Indeed, he said, the intelligence community has built in an expectation of using increasing amounts of commercial data, as a basic component of U.S. intel-gathering functions.

“So the point that people need to not lose sight of is what a huge chunk of our mission capability is comprised by the commercial remote sensing industry, and how we have programmed for, and have that embedded in our architecture in ways that are irreversible for many, many years into the future,” he said.

No one should worry that government support for the commercial sector will wane, he added. “People need to have less anxiety about our interaction with the commercial sector. It is overwhelming,” he explained.

The government has set an appropriate goal as to how much it should depend on commercial providers, and how much it must still be able to have intel coming from government platforms, in the totality of intelligence capabilities, Murrett said.

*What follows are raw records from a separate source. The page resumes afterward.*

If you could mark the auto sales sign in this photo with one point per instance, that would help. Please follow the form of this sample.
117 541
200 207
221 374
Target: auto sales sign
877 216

“In any discipline, there’s going to be a government-commercial interface, and government officials are responsible for drawing the line, and where that is going to exist, based on national security requirements and other considerations,” he said. “And we have done that. And the direction that I have received from both the secretary of defense and the director of national intelligence on where that line ought to be has been very consistent, and one that I’ve been comfortable with executing.”

As a sign that government can continue to depend on the commercial sector for intelligence data, Murrett said that since its recent launch, GeoEye-1 has performed well.

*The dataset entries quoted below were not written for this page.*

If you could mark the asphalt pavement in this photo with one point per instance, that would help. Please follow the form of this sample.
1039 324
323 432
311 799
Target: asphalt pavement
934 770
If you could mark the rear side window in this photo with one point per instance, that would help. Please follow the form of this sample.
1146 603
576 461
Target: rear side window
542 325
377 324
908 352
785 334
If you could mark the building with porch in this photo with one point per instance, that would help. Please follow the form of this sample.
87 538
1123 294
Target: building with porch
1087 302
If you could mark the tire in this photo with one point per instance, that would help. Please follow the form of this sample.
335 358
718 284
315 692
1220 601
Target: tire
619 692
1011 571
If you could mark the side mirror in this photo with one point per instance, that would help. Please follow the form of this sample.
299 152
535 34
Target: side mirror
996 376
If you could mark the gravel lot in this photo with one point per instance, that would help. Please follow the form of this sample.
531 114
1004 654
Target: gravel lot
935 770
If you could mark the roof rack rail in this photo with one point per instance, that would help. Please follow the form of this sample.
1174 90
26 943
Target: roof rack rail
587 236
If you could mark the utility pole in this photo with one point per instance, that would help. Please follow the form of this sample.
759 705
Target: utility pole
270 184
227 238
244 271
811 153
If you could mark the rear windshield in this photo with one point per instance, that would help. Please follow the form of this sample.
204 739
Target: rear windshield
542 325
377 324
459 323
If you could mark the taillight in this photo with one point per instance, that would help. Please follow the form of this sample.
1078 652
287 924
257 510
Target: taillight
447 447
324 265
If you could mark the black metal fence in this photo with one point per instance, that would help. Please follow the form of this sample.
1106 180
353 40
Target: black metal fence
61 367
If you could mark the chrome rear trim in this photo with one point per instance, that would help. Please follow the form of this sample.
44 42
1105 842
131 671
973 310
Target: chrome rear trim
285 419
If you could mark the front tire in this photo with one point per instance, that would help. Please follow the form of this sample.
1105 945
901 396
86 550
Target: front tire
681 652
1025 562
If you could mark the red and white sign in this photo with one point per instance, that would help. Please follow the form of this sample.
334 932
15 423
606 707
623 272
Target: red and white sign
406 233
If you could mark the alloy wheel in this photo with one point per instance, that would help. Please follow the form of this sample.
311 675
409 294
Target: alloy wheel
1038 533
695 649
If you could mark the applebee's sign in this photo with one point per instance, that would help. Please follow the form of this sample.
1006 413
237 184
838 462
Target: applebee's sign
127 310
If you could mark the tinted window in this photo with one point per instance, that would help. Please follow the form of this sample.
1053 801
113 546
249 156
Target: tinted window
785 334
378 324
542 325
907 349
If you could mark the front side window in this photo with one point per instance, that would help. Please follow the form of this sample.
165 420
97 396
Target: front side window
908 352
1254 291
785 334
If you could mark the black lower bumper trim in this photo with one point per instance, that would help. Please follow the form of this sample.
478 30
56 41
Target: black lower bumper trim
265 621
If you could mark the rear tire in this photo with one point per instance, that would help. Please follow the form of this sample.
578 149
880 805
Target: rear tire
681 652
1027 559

While he indicated that the intelligence community tends not to rely on commercial sources for highly time-critical information about breaking developments, he added that in some instances, the government has obtained highly useful time-critical information from private companies, such as pictures of the new Chinese Jin Class submarine moored at a pier. They showed up on Google Earth.

“Google is one of our best industry partners,” he said. “We welcome the technological advances by Google and others.”

On other points, Murrett said the United States has technologies such as radar able to detect enemy tunnels even though they are underground, not visible to cameras in space. Tunnels can be detected by sensing minute differences in gravity in a given area. Intel platforms also can penetrate clouds, he said.

Hyperspectral, video, radar, lidar (lasers), infrared and other technologies are increasing intel capabilities, he indicated.

He was asked by Space & Missile Defense Report whether advancing Chinese capabilities in destroying or disabling satellites causes him concern, and whether the United States is able to defend its space assets against attack, or at least can replace any lost assets with new satellites quickly.

The key here, he said, is mission assurance, the ability to ensure that needed intel continues to be gathered and disseminated to U.S. and allied forces, rather than focusing on whether a space platform provides that data.

He referred to other, non-space assets that can gather intel, such as UAVs, and means of disseminating intel such as land lines.

“I am comfortable with where the nation is going” in this area, he said.